Charles Castronovo n’était pas prévu au programme du Festival de Verbier 2014. Lorsque Ramon Vargas se fait porter pâle et annule sa participation à la dernière minute, il accepte de le remplacer dans le rôle principal de La Damnation de Faust de Berlioz (voir compte rendu), qu’il a notamment tenu à Nice en 2011 et à Valence en 2013, et qu’il reprendra l’an prochain avec le Philharmonique de Berlin. Il sort d’une série de représentations de La Bohême de Puccini données sur la prestigieuse scène du Covent Garden, dans lesquelles il incarnait Rodolfo aux côtés de la charmante Ermonela Jaho jusqu’au 19 juillet 2014, en alternance avec le couple de stars Angela Gheorghiu et Vittorio Grigolo. Bien que fatigué et légèrement stressé par ce changement inopiné, il prend aimablement le temps de nous recevoir pour une brève rencontre, à bâtons rompus.

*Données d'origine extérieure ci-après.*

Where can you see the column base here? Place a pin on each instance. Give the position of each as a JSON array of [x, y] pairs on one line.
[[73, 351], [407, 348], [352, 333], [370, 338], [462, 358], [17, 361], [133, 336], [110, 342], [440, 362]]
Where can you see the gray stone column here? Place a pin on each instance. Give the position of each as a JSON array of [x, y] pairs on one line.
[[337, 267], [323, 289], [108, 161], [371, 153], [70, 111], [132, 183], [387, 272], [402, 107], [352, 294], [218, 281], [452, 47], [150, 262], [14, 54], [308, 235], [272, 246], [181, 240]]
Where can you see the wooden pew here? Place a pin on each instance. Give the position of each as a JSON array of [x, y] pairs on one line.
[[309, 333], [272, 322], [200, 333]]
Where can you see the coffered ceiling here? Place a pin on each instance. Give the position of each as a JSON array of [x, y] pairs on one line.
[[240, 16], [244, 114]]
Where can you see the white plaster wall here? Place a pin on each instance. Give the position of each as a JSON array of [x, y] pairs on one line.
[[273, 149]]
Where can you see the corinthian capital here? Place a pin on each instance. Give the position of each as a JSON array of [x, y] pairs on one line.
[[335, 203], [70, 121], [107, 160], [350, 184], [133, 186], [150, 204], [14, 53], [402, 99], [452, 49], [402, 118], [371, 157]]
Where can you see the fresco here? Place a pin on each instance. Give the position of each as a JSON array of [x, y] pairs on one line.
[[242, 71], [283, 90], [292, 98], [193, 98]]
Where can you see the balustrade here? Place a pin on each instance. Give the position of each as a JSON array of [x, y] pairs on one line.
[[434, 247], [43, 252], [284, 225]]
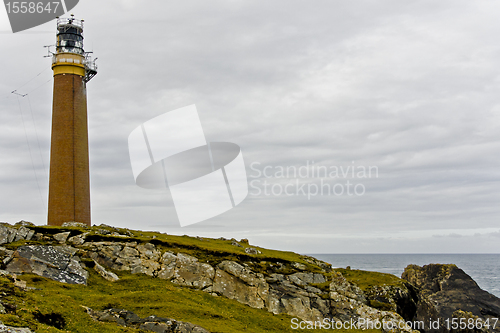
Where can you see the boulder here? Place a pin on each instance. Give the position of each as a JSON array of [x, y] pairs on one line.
[[110, 276], [189, 272], [75, 224], [62, 236], [237, 282]]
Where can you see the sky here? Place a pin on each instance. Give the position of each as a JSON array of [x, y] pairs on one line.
[[405, 94]]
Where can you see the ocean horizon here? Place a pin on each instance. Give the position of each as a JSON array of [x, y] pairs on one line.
[[484, 268]]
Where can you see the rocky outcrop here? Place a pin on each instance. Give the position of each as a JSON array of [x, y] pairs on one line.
[[446, 292], [310, 296], [401, 299], [152, 323], [309, 290], [56, 263]]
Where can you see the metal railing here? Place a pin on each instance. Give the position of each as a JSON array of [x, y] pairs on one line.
[[71, 21]]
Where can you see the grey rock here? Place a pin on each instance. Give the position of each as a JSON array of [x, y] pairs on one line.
[[52, 262], [110, 276], [23, 223], [443, 289], [189, 272], [75, 224], [78, 239], [7, 234], [62, 236]]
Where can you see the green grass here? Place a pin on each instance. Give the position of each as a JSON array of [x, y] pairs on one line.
[[212, 251], [144, 295], [139, 293]]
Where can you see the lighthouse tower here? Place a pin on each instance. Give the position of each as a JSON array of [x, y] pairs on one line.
[[69, 185]]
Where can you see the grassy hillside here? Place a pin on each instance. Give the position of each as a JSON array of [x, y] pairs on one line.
[[50, 306]]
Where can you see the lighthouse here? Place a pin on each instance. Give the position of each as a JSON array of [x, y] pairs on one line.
[[69, 184]]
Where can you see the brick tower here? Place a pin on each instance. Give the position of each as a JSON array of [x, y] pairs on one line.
[[69, 185]]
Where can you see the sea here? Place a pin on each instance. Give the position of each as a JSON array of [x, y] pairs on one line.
[[483, 268]]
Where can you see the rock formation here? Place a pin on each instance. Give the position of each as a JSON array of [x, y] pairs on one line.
[[446, 292], [307, 289]]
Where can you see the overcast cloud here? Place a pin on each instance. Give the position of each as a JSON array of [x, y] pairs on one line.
[[410, 88]]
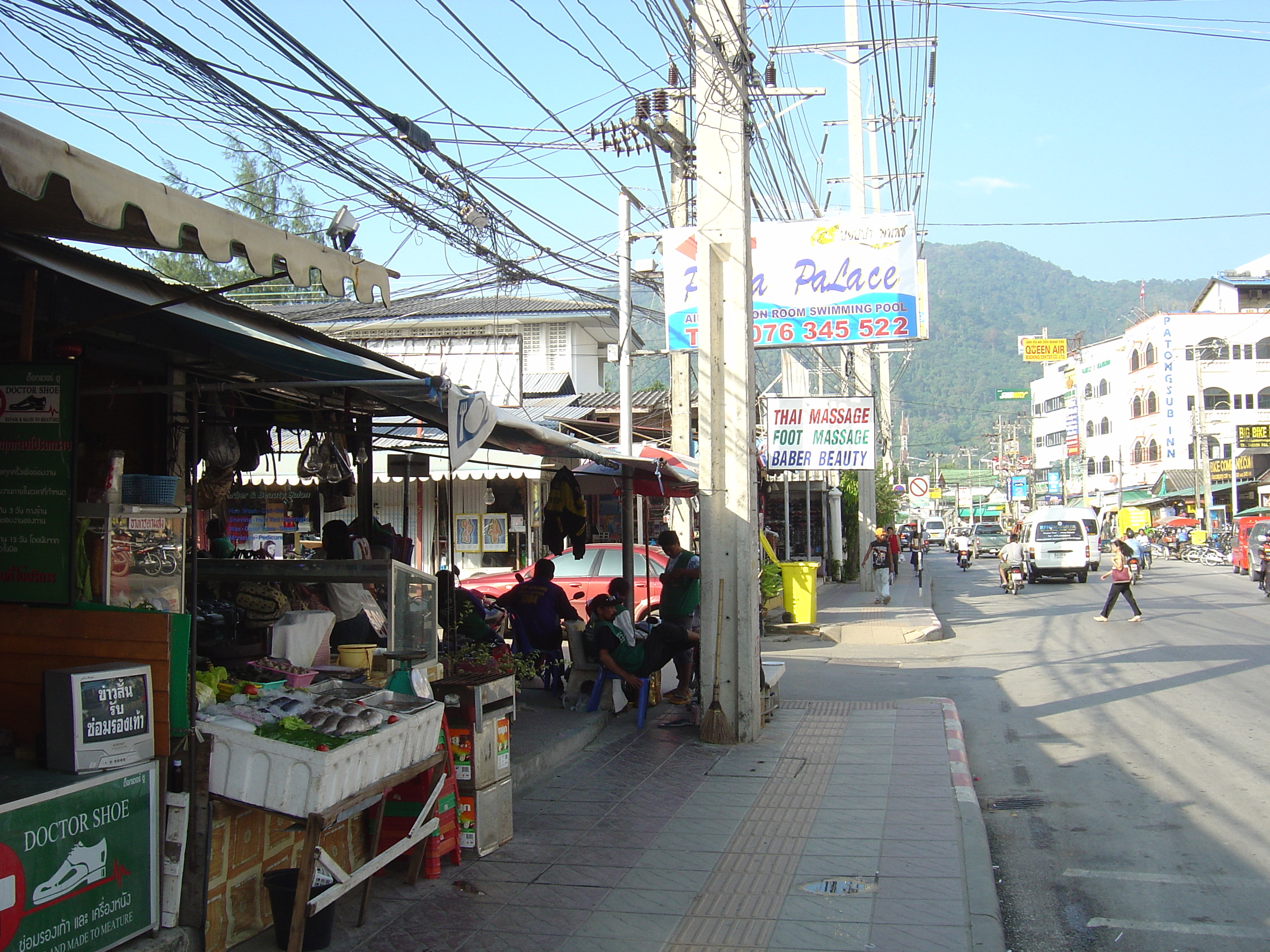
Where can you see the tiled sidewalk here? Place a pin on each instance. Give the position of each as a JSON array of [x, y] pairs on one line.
[[653, 842]]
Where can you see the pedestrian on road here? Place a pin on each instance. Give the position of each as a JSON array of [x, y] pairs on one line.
[[878, 555], [1122, 584]]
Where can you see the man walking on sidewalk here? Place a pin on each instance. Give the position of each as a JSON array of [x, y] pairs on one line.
[[878, 556]]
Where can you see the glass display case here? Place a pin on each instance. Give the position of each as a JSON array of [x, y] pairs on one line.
[[411, 595], [136, 555]]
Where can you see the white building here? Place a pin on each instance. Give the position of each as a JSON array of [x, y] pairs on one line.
[[483, 343], [1125, 412]]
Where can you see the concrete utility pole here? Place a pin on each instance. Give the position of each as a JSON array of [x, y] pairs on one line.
[[727, 409], [681, 361]]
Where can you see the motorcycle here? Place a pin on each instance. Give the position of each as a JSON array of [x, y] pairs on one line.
[[1015, 579]]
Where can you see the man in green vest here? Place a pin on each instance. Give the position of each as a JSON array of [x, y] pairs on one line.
[[681, 598]]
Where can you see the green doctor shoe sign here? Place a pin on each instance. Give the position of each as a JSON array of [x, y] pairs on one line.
[[78, 858]]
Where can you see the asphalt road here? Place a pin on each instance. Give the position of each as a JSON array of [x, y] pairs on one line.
[[1145, 745]]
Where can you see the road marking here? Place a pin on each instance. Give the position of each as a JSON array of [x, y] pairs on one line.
[[1172, 879], [1231, 932]]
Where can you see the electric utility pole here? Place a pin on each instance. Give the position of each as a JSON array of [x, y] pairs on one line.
[[726, 362]]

Comment fait-on pour remplacer du jour au lendemain Ramon Vargas, dans une partition aussi complexe que La Damnation de Faust ?
Je connais Ramon plutôt bien. C’est un homme vraiment bien, tellement gentil, un grand ténor et un grand artiste qui a une merveilleuse et longue carrière. Il m’a coaché quelques fois: c’est un professeur de chant génial. Tous les bons chanteurs ne parviennent pas à traduire avec des mots ce qu’ils font, mais lui y arrive très bien. Nous avons le même manager. Quand Ramon a annoncé qu’il allait se retirer, celui-ci m’a demandé, la veille de la dernière matinée de La Bohême, si je pouvais le remplacer. Je me suis dit : ok, je n’ai pas chanté La Damnation depuis un bon moment… peut-être quelques mois… je ne me souviens plus! Je suis rapidement allé chercher la partition, juste pour essayer de me la remémorer [rires]. Et je me suis lancé ! Après ma dernière représentation à Londres, j’ai couru à l’aéroport et je suis arrivé ici à une heure du matin, la nuit dernière. Je suis donc un peu fatigué aujourd’hui.

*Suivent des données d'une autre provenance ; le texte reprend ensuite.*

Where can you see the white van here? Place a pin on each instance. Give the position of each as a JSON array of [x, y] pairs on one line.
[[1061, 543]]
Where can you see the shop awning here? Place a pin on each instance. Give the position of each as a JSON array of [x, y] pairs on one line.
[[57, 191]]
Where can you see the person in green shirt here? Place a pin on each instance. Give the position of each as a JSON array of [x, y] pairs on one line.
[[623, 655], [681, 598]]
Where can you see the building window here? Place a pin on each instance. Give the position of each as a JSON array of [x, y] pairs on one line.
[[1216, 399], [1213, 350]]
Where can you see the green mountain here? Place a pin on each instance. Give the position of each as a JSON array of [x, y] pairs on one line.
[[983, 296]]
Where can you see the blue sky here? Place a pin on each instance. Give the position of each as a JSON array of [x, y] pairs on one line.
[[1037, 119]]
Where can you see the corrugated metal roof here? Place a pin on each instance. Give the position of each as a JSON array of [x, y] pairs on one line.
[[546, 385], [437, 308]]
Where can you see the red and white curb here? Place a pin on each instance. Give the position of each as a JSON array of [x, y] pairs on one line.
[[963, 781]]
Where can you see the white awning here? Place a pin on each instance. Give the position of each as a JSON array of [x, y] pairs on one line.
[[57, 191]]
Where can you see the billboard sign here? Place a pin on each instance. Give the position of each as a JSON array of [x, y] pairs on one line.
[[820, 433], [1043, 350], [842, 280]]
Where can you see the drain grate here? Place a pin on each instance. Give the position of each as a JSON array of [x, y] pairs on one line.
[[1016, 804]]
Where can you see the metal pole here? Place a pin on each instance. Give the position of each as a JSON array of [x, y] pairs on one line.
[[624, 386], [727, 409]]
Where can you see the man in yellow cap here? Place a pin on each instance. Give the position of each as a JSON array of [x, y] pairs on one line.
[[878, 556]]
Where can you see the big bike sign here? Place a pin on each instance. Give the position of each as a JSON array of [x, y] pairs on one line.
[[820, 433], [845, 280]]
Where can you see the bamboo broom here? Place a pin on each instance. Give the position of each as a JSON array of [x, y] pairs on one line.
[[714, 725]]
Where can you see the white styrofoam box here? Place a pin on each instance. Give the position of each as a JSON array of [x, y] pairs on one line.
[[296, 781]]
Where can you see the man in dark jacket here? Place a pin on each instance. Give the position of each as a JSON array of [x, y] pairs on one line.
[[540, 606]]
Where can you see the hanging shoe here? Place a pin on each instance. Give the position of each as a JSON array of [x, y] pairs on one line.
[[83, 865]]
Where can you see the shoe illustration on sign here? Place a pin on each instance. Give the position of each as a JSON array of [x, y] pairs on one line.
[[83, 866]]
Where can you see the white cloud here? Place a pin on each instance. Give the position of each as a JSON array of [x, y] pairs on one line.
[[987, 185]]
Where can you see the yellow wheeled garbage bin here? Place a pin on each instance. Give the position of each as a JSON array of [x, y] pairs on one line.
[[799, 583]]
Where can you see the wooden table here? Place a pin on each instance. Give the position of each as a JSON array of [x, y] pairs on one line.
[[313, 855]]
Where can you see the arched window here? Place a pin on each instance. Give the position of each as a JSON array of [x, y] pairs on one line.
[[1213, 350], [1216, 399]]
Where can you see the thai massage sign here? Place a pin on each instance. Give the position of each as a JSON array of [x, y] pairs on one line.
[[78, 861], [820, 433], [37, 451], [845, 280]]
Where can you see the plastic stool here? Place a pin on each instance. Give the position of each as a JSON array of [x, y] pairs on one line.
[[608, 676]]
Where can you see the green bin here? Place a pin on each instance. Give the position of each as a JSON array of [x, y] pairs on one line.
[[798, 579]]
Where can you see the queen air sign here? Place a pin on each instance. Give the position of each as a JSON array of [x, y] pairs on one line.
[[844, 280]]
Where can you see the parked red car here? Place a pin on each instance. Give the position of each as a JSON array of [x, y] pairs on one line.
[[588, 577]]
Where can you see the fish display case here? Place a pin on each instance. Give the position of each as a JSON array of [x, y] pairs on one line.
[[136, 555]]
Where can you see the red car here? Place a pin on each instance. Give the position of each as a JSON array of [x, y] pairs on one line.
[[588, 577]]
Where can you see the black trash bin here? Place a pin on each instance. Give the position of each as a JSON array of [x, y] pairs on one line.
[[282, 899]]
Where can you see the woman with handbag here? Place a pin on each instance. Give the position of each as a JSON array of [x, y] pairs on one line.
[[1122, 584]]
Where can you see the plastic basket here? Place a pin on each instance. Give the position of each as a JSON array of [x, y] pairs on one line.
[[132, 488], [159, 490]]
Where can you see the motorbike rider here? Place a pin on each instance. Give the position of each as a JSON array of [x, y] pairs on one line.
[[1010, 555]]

C’est évidemment un grand honneur de remplacer Ramon, et d’être ici. C’est ma première fois à Verbier. C’est très intéressant. Je me suis rendu en Suisse une fois auparavant, mais je n’y ai jamais chanté. C’est superbe ! Je suis heureux ! J’essaie juste de me remémorer ma partie aujourd’hui. Les répétitions se sont bien passées même si je n’ai pas pu participer à toutes, J’ai manqué la première, qui aurait été utile. Deux répétitions, c’est toujours un peu mieux. Nous en referons une petite demain matin, juste pour essayer quelques moments. Car dans l’ensemble ça fonctionne bien. Il n’y a que quelques passages durant lesquels nous n’étions pas ensemble. C’est une œuvre difficile, avec quelques moments délicats. Charles Dutoit [chef d’orchestre de cette Damnation] a uniquement veillé à ce que nous soyons dans le bon tempo et entrions au bon endroit, parce que nous n’avons pas le temps de considérer une tonne de détails. Parfois les meilleures représentations sont celles que vous n’avez pas trop le temps de préparer, c’est un peu plus spontané.
Vous aimez cette oeuvre?
Oui, c’est une œuvre tellement belle ! Et très intéressante. Berlioz écrit si bien pour la voix de ténor, toujours d’une manière lyrique et élégante, et en même temps stimulante – ce n’est jamais ce que vous pensez que ça va être. Cela demande un bon medium, et évidemment quelques aigus, mais surtout de l’élégance et du lyrisme, qui restent ce que je préfère. C’est très gratifiant à chanter. Le répertoire français est définitivement mon préféré. Il me convient tellement bien parce qu’il requiert beaucoup d’élégance. Il est plus naturel pour moi de chanter dans ce style que dans quelque chose de plus déclamatoire, comme le vérisme. Bien sûr, je viens juste de chanter La Bohême, mais en dehors de quelques moments plus dramatiques, ma partie reste principalement lyrique. J’aime rester dans ce genre de rôles, pas trop dramatiques.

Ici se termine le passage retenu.